Beyond-Silicon Computing: Nano-Technologies, Nano-Design, and Nano-Systems

Abstract

AbstractFor decades, humankind has enjoyed the energy efficiency benefits of scaling transistors smaller and smaller, but these benefits are waning. In a worldwide effort to continue improving computing performance, many researchers are exploring a wide range of technology alternatives, ranging from new physics (spin-, magnetic-, tunneling-, and photonic-based devices) to new nanomaterials (carbon nanotubes, two-dimensional materials, superconductors) to new devices (non-volatile embedded memories, ferroelectric-based logic and memories, q-bits) to new systems, architectures, and integration techniques (advanced die- and wafer-stacking, monolithic three-dimensional (3D) integration, on-chip photonic interconnects).
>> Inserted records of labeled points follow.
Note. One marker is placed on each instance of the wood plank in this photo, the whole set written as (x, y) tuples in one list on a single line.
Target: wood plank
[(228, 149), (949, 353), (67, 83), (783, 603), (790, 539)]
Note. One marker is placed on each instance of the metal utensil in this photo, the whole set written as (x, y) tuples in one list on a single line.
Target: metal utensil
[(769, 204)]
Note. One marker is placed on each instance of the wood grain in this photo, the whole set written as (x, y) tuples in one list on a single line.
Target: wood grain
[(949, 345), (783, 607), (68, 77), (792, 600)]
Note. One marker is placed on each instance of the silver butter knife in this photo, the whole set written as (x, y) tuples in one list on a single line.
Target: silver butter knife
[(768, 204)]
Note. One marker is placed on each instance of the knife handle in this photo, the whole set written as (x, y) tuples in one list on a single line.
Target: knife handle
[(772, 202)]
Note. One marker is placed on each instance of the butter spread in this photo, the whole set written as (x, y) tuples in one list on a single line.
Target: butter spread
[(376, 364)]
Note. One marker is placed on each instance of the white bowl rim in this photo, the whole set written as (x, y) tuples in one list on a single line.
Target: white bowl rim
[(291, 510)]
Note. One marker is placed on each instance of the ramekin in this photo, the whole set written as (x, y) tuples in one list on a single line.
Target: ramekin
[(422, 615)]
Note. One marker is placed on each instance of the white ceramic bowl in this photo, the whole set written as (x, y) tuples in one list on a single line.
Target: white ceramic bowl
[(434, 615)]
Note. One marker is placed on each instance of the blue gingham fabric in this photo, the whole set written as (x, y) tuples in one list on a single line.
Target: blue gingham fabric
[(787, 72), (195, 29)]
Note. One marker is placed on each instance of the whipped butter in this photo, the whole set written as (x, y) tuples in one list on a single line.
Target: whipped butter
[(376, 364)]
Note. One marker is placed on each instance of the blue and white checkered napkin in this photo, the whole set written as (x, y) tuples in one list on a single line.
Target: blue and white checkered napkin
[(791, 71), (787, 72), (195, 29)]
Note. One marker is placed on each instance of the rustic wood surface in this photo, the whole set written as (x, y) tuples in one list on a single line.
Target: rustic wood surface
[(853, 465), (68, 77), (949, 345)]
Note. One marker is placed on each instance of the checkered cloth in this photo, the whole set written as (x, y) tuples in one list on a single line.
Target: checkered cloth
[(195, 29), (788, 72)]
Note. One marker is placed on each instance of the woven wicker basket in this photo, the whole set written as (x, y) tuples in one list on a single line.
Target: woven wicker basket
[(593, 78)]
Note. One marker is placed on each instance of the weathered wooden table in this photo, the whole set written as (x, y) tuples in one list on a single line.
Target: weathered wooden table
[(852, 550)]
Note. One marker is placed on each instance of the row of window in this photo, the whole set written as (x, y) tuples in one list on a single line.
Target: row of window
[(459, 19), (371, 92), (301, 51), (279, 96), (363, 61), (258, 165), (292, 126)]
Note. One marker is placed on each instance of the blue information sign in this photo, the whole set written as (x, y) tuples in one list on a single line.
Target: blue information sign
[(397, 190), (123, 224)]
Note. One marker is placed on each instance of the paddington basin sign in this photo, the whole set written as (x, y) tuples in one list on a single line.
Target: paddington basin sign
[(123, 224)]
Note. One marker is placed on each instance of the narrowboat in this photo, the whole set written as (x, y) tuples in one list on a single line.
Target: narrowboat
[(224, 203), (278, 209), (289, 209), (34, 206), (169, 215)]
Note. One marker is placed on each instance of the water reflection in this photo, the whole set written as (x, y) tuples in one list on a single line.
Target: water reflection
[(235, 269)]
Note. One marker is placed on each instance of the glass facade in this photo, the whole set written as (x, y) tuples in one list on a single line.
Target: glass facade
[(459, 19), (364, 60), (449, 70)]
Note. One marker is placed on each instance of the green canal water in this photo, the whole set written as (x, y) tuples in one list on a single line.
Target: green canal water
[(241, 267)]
However, developing new technologies from the ground up is no simple task, and requires an end-to-end approach addressing many challenges along the way. First of all, a detailed analysis of the overall potential benefits of a new technology is essential; it can take years to bring a new technology to the level of maturity required for high-volume production, and so a team of researchers must ensure upfront that they are developing the right technologies for the right applications. For example, many emerging nanotechnologies are subject to nano-scale imperfections and variations in material properties—how does one overcome these challenges at a very-large scale? Will new design techniques be required? Will circuit and system designers even use the same approaches to designing next generation systems, or would an entirely different approach offer much better results? What level of investment will be required to develop these new technologies, designs, and systems, and at the end of the day, will the outcome be worth the effort? These are just examples of the some of the major questions that are essential to consider as early as possible.